Zoltan Borok-Nagy has posted comments on this change. ( 
http://gerrit.cloudera.org:8080/15818 )

Change subject: IMPALA-9512: Full ACID Milestone 2: Validate rows against the 
valid write id list
......................................................................


Patch Set 1:

(12 comments)

http://gerrit.cloudera.org:8080/#/c/15818/1/be/src/exec/acid-metadata-utils.cc
File be/src/exec/acid-metadata-utils.cc:

http://gerrit.cloudera.org:8080/#/c/15818/1/be/src/exec/acid-metadata-utils.cc@113
PS1, Line 113:   for (int64_t i = min_write_id; i <= max_write_id; ++i) {
> Currently we don't open a transaction for table loading. And we fetch valid
We talked about it offline, so I just sum up the conclusion.

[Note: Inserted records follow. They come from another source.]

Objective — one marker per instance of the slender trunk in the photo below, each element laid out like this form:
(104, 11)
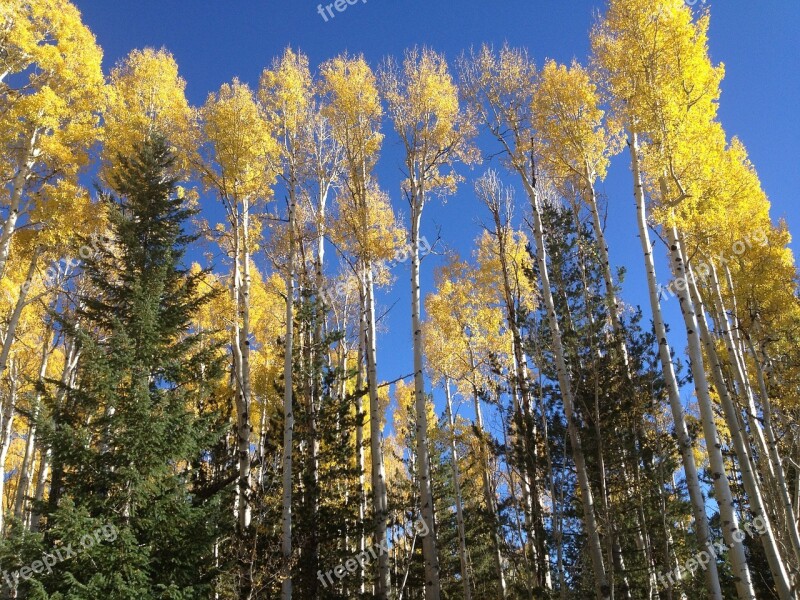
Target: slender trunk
(19, 306)
(429, 551)
(245, 429)
(694, 313)
(489, 497)
(379, 496)
(242, 505)
(26, 469)
(41, 483)
(6, 429)
(288, 411)
(729, 518)
(786, 499)
(685, 444)
(768, 448)
(362, 498)
(462, 538)
(612, 304)
(26, 164)
(602, 589)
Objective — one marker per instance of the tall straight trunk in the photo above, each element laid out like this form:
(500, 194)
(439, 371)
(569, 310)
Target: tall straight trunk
(489, 497)
(379, 497)
(362, 498)
(22, 301)
(462, 538)
(26, 469)
(429, 551)
(612, 304)
(524, 422)
(729, 518)
(6, 430)
(32, 519)
(27, 161)
(616, 561)
(242, 506)
(791, 524)
(768, 448)
(685, 445)
(602, 589)
(245, 429)
(68, 375)
(288, 410)
(695, 316)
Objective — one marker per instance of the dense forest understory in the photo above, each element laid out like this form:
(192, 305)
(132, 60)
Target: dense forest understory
(191, 324)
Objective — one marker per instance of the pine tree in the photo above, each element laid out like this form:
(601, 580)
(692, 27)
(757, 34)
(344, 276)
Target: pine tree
(131, 435)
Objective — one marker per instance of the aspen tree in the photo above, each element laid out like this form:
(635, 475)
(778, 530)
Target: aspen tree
(500, 88)
(435, 133)
(238, 149)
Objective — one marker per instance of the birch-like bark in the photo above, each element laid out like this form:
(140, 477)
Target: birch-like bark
(685, 444)
(379, 497)
(19, 306)
(26, 469)
(612, 304)
(729, 518)
(768, 448)
(27, 162)
(602, 589)
(695, 316)
(288, 409)
(362, 498)
(462, 538)
(429, 551)
(488, 494)
(6, 429)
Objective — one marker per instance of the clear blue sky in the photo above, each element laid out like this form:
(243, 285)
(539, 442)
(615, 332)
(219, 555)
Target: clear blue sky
(215, 40)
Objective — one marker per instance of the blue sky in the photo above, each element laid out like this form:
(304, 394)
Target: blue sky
(214, 41)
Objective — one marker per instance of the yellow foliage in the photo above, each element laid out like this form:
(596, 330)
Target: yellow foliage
(147, 96)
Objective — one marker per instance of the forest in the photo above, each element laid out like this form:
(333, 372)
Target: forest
(191, 325)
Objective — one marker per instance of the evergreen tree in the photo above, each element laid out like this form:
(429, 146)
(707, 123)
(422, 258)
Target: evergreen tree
(131, 435)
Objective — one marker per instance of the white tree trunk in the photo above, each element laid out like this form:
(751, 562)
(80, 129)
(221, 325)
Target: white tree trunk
(362, 498)
(602, 589)
(685, 444)
(6, 429)
(379, 496)
(489, 497)
(26, 164)
(462, 538)
(729, 518)
(695, 309)
(22, 301)
(429, 550)
(26, 469)
(288, 411)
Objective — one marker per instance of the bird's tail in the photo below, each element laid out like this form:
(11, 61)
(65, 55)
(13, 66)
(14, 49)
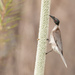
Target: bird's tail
(63, 60)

Hive Streaming Ingestion can write files that might contain row batches that 
Impala is not allowed to see.

https://cwiki.apache.org/confluence/display/Hive/Streaming+Data+Ingest+V2

Hive Streaming Ingest V2 doesn't write aborted rows to the data files.
When it commits a transaction it writes a new footer to the new end of the 
file. Hence different write ids go to different stripes => don't need to 
validate the write ids per row. It'd be enough to validate per stripe, but 
unfortunately Hive Streaming doesn't write statistics. Anyway, we can validate 
once per row batch.

When Hive Streaming writes new data to the file it also creates a side-file 
that contains the last committed file length. With the help of it we can find 
the latest footer. Impala cannot read such files currently, so I opened 
IMPALA-9723 to track this.


http://gerrit.cloudera.org:8080/#/c/15818/1/fe/src/main/java/org/apache/impala/catalog/FileMetadataLoader.java
File fe/src/main/java/org/apache/impala/catalog/FileMetadataLoader.java:

http://gerrit.cloudera.org:8080/#/c/15818/1/fe/src/main/java/org/apache/impala/catalog/FileMetadataLoader.java@269
PS1, Line 269:      * TODO(boroknagyz): rename or remove
> TODO: resolve this TODO
Done


http://gerrit.cloudera.org:8080/#/c/15818/1/fe/src/main/java/org/apache/impala/util/AcidUtils.java
File fe/src/main/java/org/apache/impala/util/AcidUtils.java:

http://gerrit.cloudera.org:8080/#/c/15818/1/fe/src/main/java/org/apache/impala/util/AcidUtils.java@300
PS1, Line 300:         if (loadStats != null)
> nit: use braces in multi line blocks
Made it single-line


http://gerrit.cloudera.org:8080/#/c/15818/1/fe/src/main/java/org/apache/impala/util/AcidUtils.java@349
PS1, Line 349:             loadStats.filesSupercededByNewerBase++;
> nit: use braces in multi line blocks
Made it single-line


http://gerrit.cloudera.org:8080/#/c/15818/1/fe/src/main/java/org/apache/impala/util/AcidUtils.java@374
PS1, Line 374: if (parsedDelta.minWriteId <= baseWriteId)
> It is not possible for baseWriteId to be between minWriteId and maxWriteId,
Added only added precondition check because normally it shouldn't happen.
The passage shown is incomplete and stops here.